Hubbard nanoclusters far from equilibrium

Abstract

The Hubbard model is a prototype for strongly correlated many-particle systems, including electrons in condensed matter and molecules, as well as for fermions or bosons in optical lattices. While the equilibrium properties of these systems have been studied in detail, the nonequilibrium dynamics following a strong non-perturbative excitation only recently came into the focus of experiments and theory. It is of particular interest how the dynamics depend on the coupling strength and on the particle number and whether there exist universal features in the time evolution.
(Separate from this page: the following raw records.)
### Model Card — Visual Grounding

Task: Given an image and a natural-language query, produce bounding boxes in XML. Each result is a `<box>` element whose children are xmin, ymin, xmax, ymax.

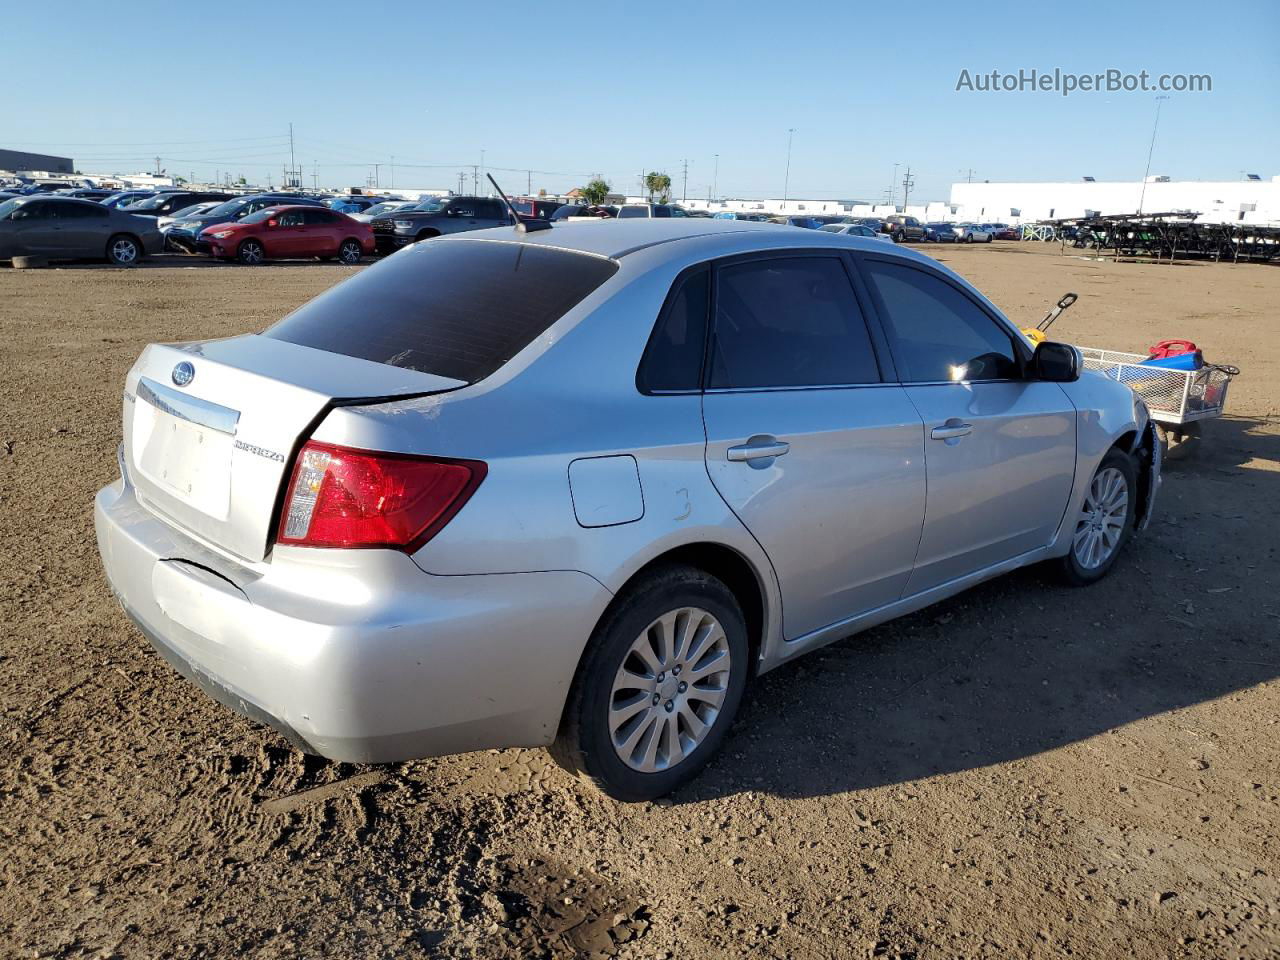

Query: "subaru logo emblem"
<box><xmin>172</xmin><ymin>361</ymin><xmax>195</xmax><ymax>387</ymax></box>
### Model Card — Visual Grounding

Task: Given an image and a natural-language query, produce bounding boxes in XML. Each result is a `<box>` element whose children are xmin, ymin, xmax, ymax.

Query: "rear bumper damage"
<box><xmin>95</xmin><ymin>463</ymin><xmax>611</xmax><ymax>763</ymax></box>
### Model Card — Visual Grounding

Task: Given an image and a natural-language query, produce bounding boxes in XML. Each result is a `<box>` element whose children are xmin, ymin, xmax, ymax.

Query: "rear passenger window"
<box><xmin>266</xmin><ymin>239</ymin><xmax>619</xmax><ymax>383</ymax></box>
<box><xmin>637</xmin><ymin>268</ymin><xmax>709</xmax><ymax>393</ymax></box>
<box><xmin>709</xmin><ymin>257</ymin><xmax>880</xmax><ymax>389</ymax></box>
<box><xmin>862</xmin><ymin>260</ymin><xmax>1019</xmax><ymax>383</ymax></box>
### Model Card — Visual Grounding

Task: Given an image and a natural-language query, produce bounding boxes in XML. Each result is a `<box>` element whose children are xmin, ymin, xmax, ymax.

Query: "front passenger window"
<box><xmin>862</xmin><ymin>260</ymin><xmax>1019</xmax><ymax>383</ymax></box>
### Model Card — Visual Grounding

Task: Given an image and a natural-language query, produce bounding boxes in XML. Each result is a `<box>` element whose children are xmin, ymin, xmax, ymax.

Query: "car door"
<box><xmin>857</xmin><ymin>255</ymin><xmax>1076</xmax><ymax>595</ymax></box>
<box><xmin>269</xmin><ymin>209</ymin><xmax>309</xmax><ymax>257</ymax></box>
<box><xmin>7</xmin><ymin>201</ymin><xmax>66</xmax><ymax>256</ymax></box>
<box><xmin>701</xmin><ymin>253</ymin><xmax>927</xmax><ymax>640</ymax></box>
<box><xmin>59</xmin><ymin>201</ymin><xmax>112</xmax><ymax>257</ymax></box>
<box><xmin>477</xmin><ymin>198</ymin><xmax>510</xmax><ymax>228</ymax></box>
<box><xmin>302</xmin><ymin>208</ymin><xmax>341</xmax><ymax>256</ymax></box>
<box><xmin>441</xmin><ymin>199</ymin><xmax>479</xmax><ymax>234</ymax></box>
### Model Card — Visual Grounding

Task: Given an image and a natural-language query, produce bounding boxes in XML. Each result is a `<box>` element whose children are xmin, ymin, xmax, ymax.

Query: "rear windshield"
<box><xmin>264</xmin><ymin>239</ymin><xmax>620</xmax><ymax>383</ymax></box>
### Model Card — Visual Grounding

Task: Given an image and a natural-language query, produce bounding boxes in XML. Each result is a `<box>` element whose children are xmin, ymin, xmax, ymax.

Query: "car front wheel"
<box><xmin>1059</xmin><ymin>448</ymin><xmax>1137</xmax><ymax>585</ymax></box>
<box><xmin>550</xmin><ymin>565</ymin><xmax>749</xmax><ymax>802</ymax></box>
<box><xmin>236</xmin><ymin>239</ymin><xmax>265</xmax><ymax>265</ymax></box>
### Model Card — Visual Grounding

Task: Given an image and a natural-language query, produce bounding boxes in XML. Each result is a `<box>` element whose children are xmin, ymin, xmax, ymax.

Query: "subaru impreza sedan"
<box><xmin>95</xmin><ymin>220</ymin><xmax>1160</xmax><ymax>801</ymax></box>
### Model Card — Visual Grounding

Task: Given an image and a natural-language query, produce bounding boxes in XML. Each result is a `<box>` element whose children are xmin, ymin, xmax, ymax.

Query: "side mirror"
<box><xmin>1032</xmin><ymin>341</ymin><xmax>1081</xmax><ymax>382</ymax></box>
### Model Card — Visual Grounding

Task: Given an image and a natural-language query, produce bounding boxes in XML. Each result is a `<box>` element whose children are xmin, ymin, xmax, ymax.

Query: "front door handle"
<box><xmin>931</xmin><ymin>421</ymin><xmax>973</xmax><ymax>441</ymax></box>
<box><xmin>727</xmin><ymin>438</ymin><xmax>791</xmax><ymax>462</ymax></box>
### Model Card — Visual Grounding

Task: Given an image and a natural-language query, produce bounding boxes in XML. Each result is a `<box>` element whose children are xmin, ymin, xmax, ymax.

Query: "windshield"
<box><xmin>170</xmin><ymin>203</ymin><xmax>208</xmax><ymax>219</ymax></box>
<box><xmin>126</xmin><ymin>194</ymin><xmax>175</xmax><ymax>210</ymax></box>
<box><xmin>203</xmin><ymin>198</ymin><xmax>249</xmax><ymax>219</ymax></box>
<box><xmin>413</xmin><ymin>197</ymin><xmax>448</xmax><ymax>213</ymax></box>
<box><xmin>363</xmin><ymin>202</ymin><xmax>399</xmax><ymax>217</ymax></box>
<box><xmin>0</xmin><ymin>198</ymin><xmax>22</xmax><ymax>219</ymax></box>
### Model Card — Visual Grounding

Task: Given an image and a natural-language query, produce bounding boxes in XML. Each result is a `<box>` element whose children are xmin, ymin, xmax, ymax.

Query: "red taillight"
<box><xmin>276</xmin><ymin>441</ymin><xmax>486</xmax><ymax>551</ymax></box>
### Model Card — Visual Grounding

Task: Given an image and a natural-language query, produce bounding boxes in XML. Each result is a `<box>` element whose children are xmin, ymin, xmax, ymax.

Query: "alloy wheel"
<box><xmin>111</xmin><ymin>238</ymin><xmax>138</xmax><ymax>264</ymax></box>
<box><xmin>1072</xmin><ymin>466</ymin><xmax>1129</xmax><ymax>569</ymax></box>
<box><xmin>339</xmin><ymin>241</ymin><xmax>361</xmax><ymax>264</ymax></box>
<box><xmin>240</xmin><ymin>241</ymin><xmax>264</xmax><ymax>265</ymax></box>
<box><xmin>608</xmin><ymin>606</ymin><xmax>732</xmax><ymax>773</ymax></box>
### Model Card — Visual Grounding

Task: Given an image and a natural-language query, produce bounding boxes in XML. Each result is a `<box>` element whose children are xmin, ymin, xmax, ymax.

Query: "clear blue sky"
<box><xmin>6</xmin><ymin>0</ymin><xmax>1278</xmax><ymax>201</ymax></box>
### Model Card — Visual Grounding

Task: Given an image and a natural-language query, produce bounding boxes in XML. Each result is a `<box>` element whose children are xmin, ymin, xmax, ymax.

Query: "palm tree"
<box><xmin>644</xmin><ymin>171</ymin><xmax>672</xmax><ymax>203</ymax></box>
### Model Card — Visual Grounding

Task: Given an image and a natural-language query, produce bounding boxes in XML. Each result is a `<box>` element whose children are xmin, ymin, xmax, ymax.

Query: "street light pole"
<box><xmin>1138</xmin><ymin>95</ymin><xmax>1170</xmax><ymax>215</ymax></box>
<box><xmin>712</xmin><ymin>153</ymin><xmax>719</xmax><ymax>202</ymax></box>
<box><xmin>782</xmin><ymin>128</ymin><xmax>795</xmax><ymax>209</ymax></box>
<box><xmin>889</xmin><ymin>162</ymin><xmax>900</xmax><ymax>209</ymax></box>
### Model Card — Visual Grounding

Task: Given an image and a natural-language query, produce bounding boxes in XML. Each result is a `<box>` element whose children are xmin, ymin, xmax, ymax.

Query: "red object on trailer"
<box><xmin>1148</xmin><ymin>339</ymin><xmax>1198</xmax><ymax>359</ymax></box>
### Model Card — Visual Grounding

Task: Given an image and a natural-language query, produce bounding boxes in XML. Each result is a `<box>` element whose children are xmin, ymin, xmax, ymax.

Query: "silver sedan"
<box><xmin>95</xmin><ymin>220</ymin><xmax>1160</xmax><ymax>801</ymax></box>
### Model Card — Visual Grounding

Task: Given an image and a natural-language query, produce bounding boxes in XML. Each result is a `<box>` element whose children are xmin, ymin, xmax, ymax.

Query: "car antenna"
<box><xmin>487</xmin><ymin>173</ymin><xmax>551</xmax><ymax>233</ymax></box>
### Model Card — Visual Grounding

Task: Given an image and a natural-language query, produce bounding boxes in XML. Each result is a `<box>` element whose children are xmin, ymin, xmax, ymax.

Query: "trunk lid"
<box><xmin>122</xmin><ymin>335</ymin><xmax>464</xmax><ymax>561</ymax></box>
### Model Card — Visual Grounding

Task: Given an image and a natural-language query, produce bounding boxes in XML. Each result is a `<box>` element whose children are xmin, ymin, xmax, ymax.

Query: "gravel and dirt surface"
<box><xmin>2</xmin><ymin>243</ymin><xmax>1277</xmax><ymax>959</ymax></box>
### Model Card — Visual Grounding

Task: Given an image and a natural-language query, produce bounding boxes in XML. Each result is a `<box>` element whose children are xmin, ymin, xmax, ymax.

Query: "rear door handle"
<box><xmin>930</xmin><ymin>422</ymin><xmax>972</xmax><ymax>441</ymax></box>
<box><xmin>727</xmin><ymin>439</ymin><xmax>790</xmax><ymax>462</ymax></box>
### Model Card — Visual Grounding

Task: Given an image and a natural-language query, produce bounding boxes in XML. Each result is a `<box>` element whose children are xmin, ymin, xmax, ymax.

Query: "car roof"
<box><xmin>456</xmin><ymin>217</ymin><xmax>928</xmax><ymax>261</ymax></box>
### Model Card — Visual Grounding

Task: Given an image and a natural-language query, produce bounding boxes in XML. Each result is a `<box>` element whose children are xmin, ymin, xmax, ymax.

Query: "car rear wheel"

Here, we present results for the dynamics of finite Hubbard clusters based on a selfconsistent nonequilibrium Green functions (NEGF) approach invoking the generalized Kadanoff--Baym ansatz (GKBA). We discuss the conserving properties of the GKBA with Hartree--Fock propagators in detail and present a generalized form of the energy conservation criterion of Baym and Kadanoff for NEGF. Furthermore, we demonstrate that the HF-GKBA cures some artifacts of prior two-time NEGF simulations. Besides, this approach substantially speeds up the numerical calculations and thus presents the capability to study comparatively large systems and to extend the analysis to long times allowing for an accurate computation of the excitation spectrum via time propagation. Our data obtained within the second Born approximation compares favorably with exact diagonalization results (available for up to 13 particles) and are expected to have predictive capability for substantially larger systems in the weak coupling limit.